イズミ「…っ!!!うぁぁぁ!はなせぇぇぇえええ!」
アマルテアがプロメテウスを振り払うよりも早く、プロメテウスのジェネレータが爆発する。


ずずずんっ


爆発の光が二機も包む。炎と衝撃波と爆煙が辺り一面に拡散する。

エルメス「……ケ…、ユウスケ…」
ユウスケ「(うぅっ…!!ん…)」
エルメス「イズミを殺しちゃダメ…。あのコは…悲しいコだから…ひとりじゃ生きていけない。あのコの心を救えるのはユウスケだけなの…」
ユウスケ「(エルメス…君か…おれは今度こそ死んだのか…?)」
エルメス「いえ。ここはわたしの世界。あなたとわたしのこころの中。あなたにはまだしなければいけないことがある。」
ユウスケ「(…彼女…は…?)」
エルメス「ふふっ。ユウスケはやさしかったものね。あのコは無事。でも…」
ユウスケ「(…でも…?)」
エルメス「あなたが傍にいないとダメ。少し…間違っているだけ…あなたにはわかるでしょ?ユウスケ…イズミを…お願い…」
ユウスケ「(はは…わけわかんねぇや…)」

~月が氷るような夜…ゴビ砂漠・どこかのオアシス~


ちゃぷん

ユウスケは静かな水音で眼を覚ます。
ユウスケ「ん…夢…なのか…?いや…エルメス…君は…」
イズミ「うっ…!ぅうぁっ…ハァッ!ハァ…!」
ユウスケのすぐ側に倒れていたイズミが眼を覚まし、苦痛に顔を歪める。
ユウスケ「…イズミ!?大丈夫!?」
ユウスケはイズミにかけよって上半身を抱き起こす。
イズミ「わたしは…うっ」
ユウスケ「動かないで…傷に触る…」
イズミ「…!?おまえはプロテメウスの!…うぐっ!」
イズミはユウスケの腕から逃れようともがくが体に激痛が走る。
ユウスケ「バカヤロウ!死ぬようなケガしてるんだぞ!敵も味方もあるかよ!」
イズミ「わたしは…火星のパイロットだぞ…おまえの仲間を殺して…おまえを殺そうとした…」
ユウスケの頭にミナの死が蘇る…
ユウスケ「…火星も地球も一緒だよ。
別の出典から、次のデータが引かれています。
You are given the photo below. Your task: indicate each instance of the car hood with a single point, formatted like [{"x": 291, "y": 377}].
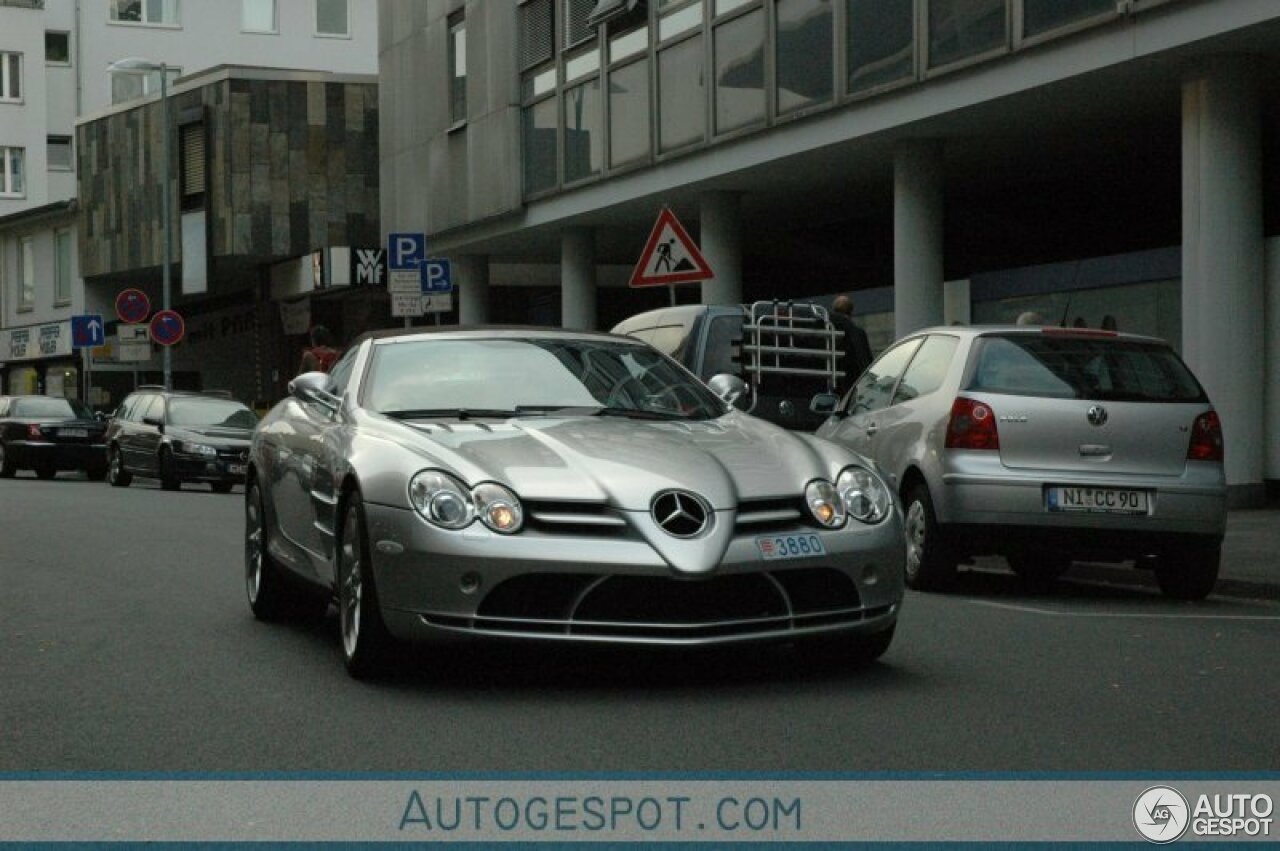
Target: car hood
[{"x": 625, "y": 462}]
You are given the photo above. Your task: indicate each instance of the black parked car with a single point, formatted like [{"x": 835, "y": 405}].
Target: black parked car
[
  {"x": 46, "y": 434},
  {"x": 179, "y": 437}
]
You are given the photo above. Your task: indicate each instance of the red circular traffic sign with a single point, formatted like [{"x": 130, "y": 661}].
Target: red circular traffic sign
[
  {"x": 167, "y": 328},
  {"x": 132, "y": 306}
]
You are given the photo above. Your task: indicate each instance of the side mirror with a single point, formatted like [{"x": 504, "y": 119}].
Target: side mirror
[
  {"x": 824, "y": 403},
  {"x": 315, "y": 387},
  {"x": 728, "y": 387}
]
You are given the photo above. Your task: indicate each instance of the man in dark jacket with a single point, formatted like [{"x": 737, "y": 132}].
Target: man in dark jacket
[{"x": 858, "y": 351}]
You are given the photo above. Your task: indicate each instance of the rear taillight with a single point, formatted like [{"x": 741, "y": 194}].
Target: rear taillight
[
  {"x": 1206, "y": 438},
  {"x": 972, "y": 425}
]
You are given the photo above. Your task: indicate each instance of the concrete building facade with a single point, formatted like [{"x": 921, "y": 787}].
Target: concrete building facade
[{"x": 938, "y": 159}]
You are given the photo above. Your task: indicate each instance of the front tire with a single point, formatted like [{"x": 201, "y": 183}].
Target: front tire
[
  {"x": 365, "y": 641},
  {"x": 929, "y": 563},
  {"x": 1189, "y": 572},
  {"x": 115, "y": 472}
]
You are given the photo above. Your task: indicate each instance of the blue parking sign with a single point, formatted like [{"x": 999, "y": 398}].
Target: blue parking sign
[
  {"x": 405, "y": 250},
  {"x": 437, "y": 277}
]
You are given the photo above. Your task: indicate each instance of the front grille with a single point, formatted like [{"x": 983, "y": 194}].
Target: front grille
[{"x": 666, "y": 609}]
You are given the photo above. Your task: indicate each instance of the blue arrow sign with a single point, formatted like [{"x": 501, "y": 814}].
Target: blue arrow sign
[
  {"x": 87, "y": 330},
  {"x": 437, "y": 277}
]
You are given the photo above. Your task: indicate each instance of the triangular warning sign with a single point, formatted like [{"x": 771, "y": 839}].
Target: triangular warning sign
[{"x": 670, "y": 256}]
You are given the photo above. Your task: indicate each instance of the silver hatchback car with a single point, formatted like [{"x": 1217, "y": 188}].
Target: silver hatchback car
[{"x": 1045, "y": 445}]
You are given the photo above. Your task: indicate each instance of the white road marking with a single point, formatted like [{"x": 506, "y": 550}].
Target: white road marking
[{"x": 1170, "y": 616}]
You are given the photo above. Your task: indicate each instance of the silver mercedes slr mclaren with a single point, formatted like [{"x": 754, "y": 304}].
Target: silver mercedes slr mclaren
[{"x": 536, "y": 484}]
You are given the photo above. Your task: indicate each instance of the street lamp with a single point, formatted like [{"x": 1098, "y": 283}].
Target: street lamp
[{"x": 135, "y": 65}]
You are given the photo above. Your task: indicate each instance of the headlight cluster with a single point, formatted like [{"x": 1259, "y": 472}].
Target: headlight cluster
[
  {"x": 190, "y": 448},
  {"x": 858, "y": 493},
  {"x": 447, "y": 503}
]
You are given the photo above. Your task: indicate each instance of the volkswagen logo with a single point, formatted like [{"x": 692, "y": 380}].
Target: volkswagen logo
[{"x": 681, "y": 513}]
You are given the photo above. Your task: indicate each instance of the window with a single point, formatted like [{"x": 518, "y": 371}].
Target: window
[
  {"x": 58, "y": 47},
  {"x": 257, "y": 15},
  {"x": 13, "y": 172},
  {"x": 128, "y": 87},
  {"x": 150, "y": 12},
  {"x": 1042, "y": 15},
  {"x": 881, "y": 36},
  {"x": 332, "y": 18},
  {"x": 804, "y": 54},
  {"x": 10, "y": 77},
  {"x": 457, "y": 68},
  {"x": 740, "y": 72},
  {"x": 62, "y": 266},
  {"x": 27, "y": 296},
  {"x": 59, "y": 152},
  {"x": 964, "y": 28},
  {"x": 681, "y": 95}
]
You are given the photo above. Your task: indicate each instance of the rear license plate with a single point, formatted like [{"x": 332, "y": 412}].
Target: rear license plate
[
  {"x": 773, "y": 547},
  {"x": 1105, "y": 501}
]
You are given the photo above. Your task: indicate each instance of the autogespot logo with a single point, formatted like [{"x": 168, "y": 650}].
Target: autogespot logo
[{"x": 1161, "y": 814}]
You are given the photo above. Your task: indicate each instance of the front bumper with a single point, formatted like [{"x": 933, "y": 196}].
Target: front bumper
[
  {"x": 615, "y": 588},
  {"x": 59, "y": 456}
]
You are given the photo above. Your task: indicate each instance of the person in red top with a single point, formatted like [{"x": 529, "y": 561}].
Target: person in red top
[{"x": 321, "y": 353}]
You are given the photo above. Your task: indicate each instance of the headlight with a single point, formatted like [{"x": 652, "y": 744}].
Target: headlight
[
  {"x": 448, "y": 503},
  {"x": 498, "y": 508},
  {"x": 824, "y": 504},
  {"x": 186, "y": 447},
  {"x": 442, "y": 499},
  {"x": 863, "y": 494}
]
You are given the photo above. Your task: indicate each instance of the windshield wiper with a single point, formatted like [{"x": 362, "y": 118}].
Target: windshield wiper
[{"x": 449, "y": 413}]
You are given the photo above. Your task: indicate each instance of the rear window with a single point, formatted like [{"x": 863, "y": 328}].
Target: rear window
[{"x": 1082, "y": 367}]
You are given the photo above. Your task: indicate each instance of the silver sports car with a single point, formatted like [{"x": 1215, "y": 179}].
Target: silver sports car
[{"x": 558, "y": 485}]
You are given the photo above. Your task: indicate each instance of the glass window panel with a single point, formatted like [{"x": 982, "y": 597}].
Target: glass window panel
[
  {"x": 679, "y": 22},
  {"x": 1042, "y": 15},
  {"x": 540, "y": 146},
  {"x": 681, "y": 95},
  {"x": 740, "y": 72},
  {"x": 63, "y": 266},
  {"x": 804, "y": 53},
  {"x": 963, "y": 28},
  {"x": 584, "y": 146},
  {"x": 58, "y": 47},
  {"x": 257, "y": 15},
  {"x": 881, "y": 42},
  {"x": 332, "y": 17},
  {"x": 629, "y": 113},
  {"x": 581, "y": 64},
  {"x": 629, "y": 44}
]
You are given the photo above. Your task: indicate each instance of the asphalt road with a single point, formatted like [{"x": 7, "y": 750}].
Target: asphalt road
[{"x": 126, "y": 644}]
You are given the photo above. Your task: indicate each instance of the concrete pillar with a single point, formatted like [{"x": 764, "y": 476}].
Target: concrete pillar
[
  {"x": 471, "y": 280},
  {"x": 1223, "y": 257},
  {"x": 577, "y": 278},
  {"x": 722, "y": 246},
  {"x": 918, "y": 298}
]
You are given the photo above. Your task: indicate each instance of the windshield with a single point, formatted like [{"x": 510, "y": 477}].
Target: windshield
[
  {"x": 42, "y": 407},
  {"x": 210, "y": 412},
  {"x": 1082, "y": 367},
  {"x": 525, "y": 376}
]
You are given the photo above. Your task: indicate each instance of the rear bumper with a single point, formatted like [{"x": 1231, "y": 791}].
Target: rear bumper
[{"x": 60, "y": 456}]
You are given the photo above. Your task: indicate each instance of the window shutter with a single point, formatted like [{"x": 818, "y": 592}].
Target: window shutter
[{"x": 536, "y": 35}]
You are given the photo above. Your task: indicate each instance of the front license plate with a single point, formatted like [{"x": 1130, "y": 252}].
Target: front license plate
[
  {"x": 773, "y": 547},
  {"x": 1105, "y": 501}
]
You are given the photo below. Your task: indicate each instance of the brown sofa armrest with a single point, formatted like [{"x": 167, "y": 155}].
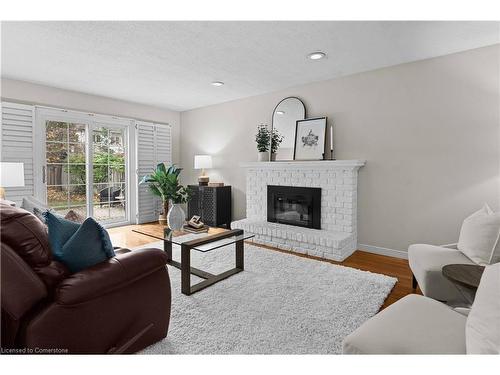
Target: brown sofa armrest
[
  {"x": 21, "y": 287},
  {"x": 108, "y": 276}
]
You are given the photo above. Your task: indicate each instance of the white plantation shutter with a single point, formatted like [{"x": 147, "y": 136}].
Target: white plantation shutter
[
  {"x": 154, "y": 145},
  {"x": 163, "y": 148},
  {"x": 16, "y": 145}
]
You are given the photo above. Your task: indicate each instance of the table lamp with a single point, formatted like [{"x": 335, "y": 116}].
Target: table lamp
[
  {"x": 11, "y": 175},
  {"x": 202, "y": 162}
]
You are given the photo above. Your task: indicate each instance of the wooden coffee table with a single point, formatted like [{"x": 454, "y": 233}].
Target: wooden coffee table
[
  {"x": 465, "y": 277},
  {"x": 215, "y": 238}
]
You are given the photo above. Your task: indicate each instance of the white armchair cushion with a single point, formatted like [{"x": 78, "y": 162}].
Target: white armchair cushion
[
  {"x": 480, "y": 236},
  {"x": 482, "y": 329}
]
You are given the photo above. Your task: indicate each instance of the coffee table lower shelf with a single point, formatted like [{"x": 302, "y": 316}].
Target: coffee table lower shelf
[{"x": 185, "y": 264}]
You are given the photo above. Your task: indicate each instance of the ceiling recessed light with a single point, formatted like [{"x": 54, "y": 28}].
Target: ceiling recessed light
[{"x": 317, "y": 55}]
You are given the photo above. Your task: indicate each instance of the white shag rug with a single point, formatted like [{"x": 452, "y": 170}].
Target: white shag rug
[{"x": 280, "y": 304}]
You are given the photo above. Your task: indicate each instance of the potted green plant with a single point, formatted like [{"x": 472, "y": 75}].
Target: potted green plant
[
  {"x": 262, "y": 138},
  {"x": 276, "y": 139},
  {"x": 164, "y": 183}
]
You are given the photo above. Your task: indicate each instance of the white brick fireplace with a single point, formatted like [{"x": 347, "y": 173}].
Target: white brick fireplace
[{"x": 338, "y": 180}]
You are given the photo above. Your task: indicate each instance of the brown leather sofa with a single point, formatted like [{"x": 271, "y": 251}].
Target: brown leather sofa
[{"x": 119, "y": 306}]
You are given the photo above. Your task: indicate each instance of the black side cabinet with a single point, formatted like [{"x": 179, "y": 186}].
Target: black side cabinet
[{"x": 213, "y": 204}]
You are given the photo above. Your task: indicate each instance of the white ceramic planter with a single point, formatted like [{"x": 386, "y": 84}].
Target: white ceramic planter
[
  {"x": 264, "y": 156},
  {"x": 176, "y": 217}
]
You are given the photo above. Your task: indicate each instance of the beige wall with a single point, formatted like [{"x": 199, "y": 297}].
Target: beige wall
[
  {"x": 31, "y": 93},
  {"x": 428, "y": 130}
]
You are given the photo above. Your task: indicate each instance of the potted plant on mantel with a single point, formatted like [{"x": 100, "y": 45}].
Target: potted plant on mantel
[
  {"x": 164, "y": 183},
  {"x": 276, "y": 139},
  {"x": 262, "y": 139}
]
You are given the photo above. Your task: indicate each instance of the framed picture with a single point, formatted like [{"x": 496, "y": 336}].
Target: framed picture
[{"x": 310, "y": 139}]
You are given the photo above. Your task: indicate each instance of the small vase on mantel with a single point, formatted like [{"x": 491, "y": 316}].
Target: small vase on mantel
[
  {"x": 264, "y": 156},
  {"x": 176, "y": 217}
]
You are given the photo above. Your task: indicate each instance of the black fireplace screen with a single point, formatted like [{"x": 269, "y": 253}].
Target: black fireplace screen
[{"x": 291, "y": 205}]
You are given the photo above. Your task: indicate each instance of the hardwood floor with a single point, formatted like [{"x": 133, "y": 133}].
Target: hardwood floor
[{"x": 396, "y": 267}]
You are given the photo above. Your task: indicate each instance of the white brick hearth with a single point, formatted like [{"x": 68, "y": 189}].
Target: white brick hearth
[{"x": 338, "y": 181}]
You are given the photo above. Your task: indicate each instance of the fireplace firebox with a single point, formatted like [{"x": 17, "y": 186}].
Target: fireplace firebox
[{"x": 300, "y": 206}]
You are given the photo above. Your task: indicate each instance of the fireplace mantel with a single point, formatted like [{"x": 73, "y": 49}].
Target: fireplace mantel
[{"x": 327, "y": 164}]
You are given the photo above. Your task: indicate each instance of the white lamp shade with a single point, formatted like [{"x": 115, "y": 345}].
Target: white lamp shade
[
  {"x": 11, "y": 174},
  {"x": 202, "y": 161}
]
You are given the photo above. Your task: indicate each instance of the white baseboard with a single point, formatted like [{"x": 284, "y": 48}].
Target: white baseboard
[{"x": 383, "y": 251}]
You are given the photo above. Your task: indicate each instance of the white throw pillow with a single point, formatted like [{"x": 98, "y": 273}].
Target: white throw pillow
[
  {"x": 482, "y": 329},
  {"x": 480, "y": 236}
]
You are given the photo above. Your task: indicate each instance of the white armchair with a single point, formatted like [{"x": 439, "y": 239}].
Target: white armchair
[
  {"x": 421, "y": 325},
  {"x": 426, "y": 263}
]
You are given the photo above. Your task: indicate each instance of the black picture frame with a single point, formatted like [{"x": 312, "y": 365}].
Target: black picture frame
[{"x": 324, "y": 131}]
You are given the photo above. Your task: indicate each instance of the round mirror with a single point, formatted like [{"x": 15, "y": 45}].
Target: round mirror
[{"x": 285, "y": 116}]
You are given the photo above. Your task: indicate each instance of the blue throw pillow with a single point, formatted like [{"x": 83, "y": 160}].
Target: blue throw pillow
[{"x": 78, "y": 246}]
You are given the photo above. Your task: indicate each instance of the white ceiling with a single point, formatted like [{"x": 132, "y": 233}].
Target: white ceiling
[{"x": 171, "y": 64}]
」
イズミ「『火星も地球も』…?…っだが!地球は火星を植民地にした!ひどいめにあわせた!7年前に地球からの食糧供給が止められて…くっ…何億の民が…ごほっ!ハァハァ…!…10歳だったわたしも…死を覚悟した…!火星と地球はわかり合う事はもうできない!この戦争はどちらかが滅びることでしか…ぐっ!」
イズミは痛みも忘れて火星が地球から受けてきた悲惨な扱いを次々と並べていく。そこには欲に支配された愚かな人間の、醜い歴史があった。
ユウスケ「7年前…あのときは地球も世界的な大飢饉だったんだ…火星の人にはあんまり知らされてないみたいだけどね…化石燃料を吸い付くし、地球の資源をバカみたいに使ってきたバチさ。おかげで地球は今や死の星も同然だよ…この砂漠を見てみな?ここには昔、栄えた街があったんだ…7年前に亡くなったのは、火星の人だけじゃない…。地球が飢えれば、宇宙が飢える。どんなに繁栄を極めても、母なる地球をこんかにして許されるはずがない!」
イズミ「…わたしは…とうさんのために…火星をないがしろにした地球人に復讐を…!7年前の飢饉は地球人が仕組んだものじゃなかったの…?」
ユウスケ「あぁ。人類みんなの責任だ。君が今まで戦っていたのは実体のない“憎しみ”だ…」
イズミ「そう…じゃあ地球はとうさんがいうような…星じゃなかった…の…ね…」
ユウスケ「イズミ…?イズミ!?」
ユウスケは抱えあげたイズミが寝息をたてているのを聞いて安心すると、夜空を見上げた。一面の美しい星空だった。そしてツクヨミが天の川を横切る。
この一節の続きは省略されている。